Judges hear bin lorry crash private prosecution bid
Three judges in Edinburgh have begun hearing an application to bring a private prosecution against the Glasgow bin lorry crash driver Harry Clarke.
The Sweeney/McQuade family is seeking a Bill of Criminal Letters, which would allow them to bring charges over the 2014 crash, which killed six people.
The judges will also hear a similar bid from the relatives of two students killed in a crash in Glasgow in 2010.
In each case the Crown Office decided not to prosecute the drivers involved.
Judges Lady Dorrian, Lord Menzies and Lord Drummond Young began hearing legal arguments on Tuesday at the Court of Session.
They heard from Scotland's most senior prosecutor, the Lord Advocate, James Wolffe QC. The content of his submissions cannot be disclosed for legal reasons.
Mr Clarke, 58, was unconscious when the Glasgow City Council bin lorry veered out of control on 22 December 2014, killing six people and injuring 17 others.

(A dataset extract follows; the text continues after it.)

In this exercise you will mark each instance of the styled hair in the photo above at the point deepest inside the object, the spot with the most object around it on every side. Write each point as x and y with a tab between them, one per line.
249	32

Those who died in the crash were Erin McQuade, 18, her grandparents Jack Sweeney, 68, and his 69-year-old wife Lorraine, from Dumbarton, Stephenie Tait, 29, and Jacqueline Morton, 51, both from Glasgow, and Gillian Ewing, 52, from Edinburgh.
The Sweeney/McQuade family want Mr Clarke to face trial as an inquiry found the crash could have been avoided if he had not lied about his medical history.
It emerged during the fatal accident inquiry into the crash that Mr Clarke had lied about his history of blackouts on job applications and medical declarations.
The Crown decided not to prosecute Mr Clarke after saying there was no evidence that he knew, or ought to have known, that he was unfit to drive.
The families of students Mhairi Convy and Laura Stewart, who were knocked down and killed in a separate crash in Glasgow in 2010 are also seeking a private prosecution.
The two women, who were aged 18 and 20, were walking in the city's North Hanover Street when a Range Rover being driven by William Payne mounted the kerb and hit them after he blacked out at the wheel.
A fatal accident inquiry later found that both women may still be alive if Mr Payne had disclosed his condition and medics had advised him not to drive.
Again, the Crown Office chose not to prosecute Mr Payne on the basis that there was no evidence that he knew, or ought to have known, that he was unfit to drive.
Lawyers acting for bereaved families in both fatal crashes are seeking permission from judges for a Bill Of Criminal Letters - the legal expression given for private prosecutions in Scotland.
They can only proceed if their petitions are approved by judges at the Court of Session.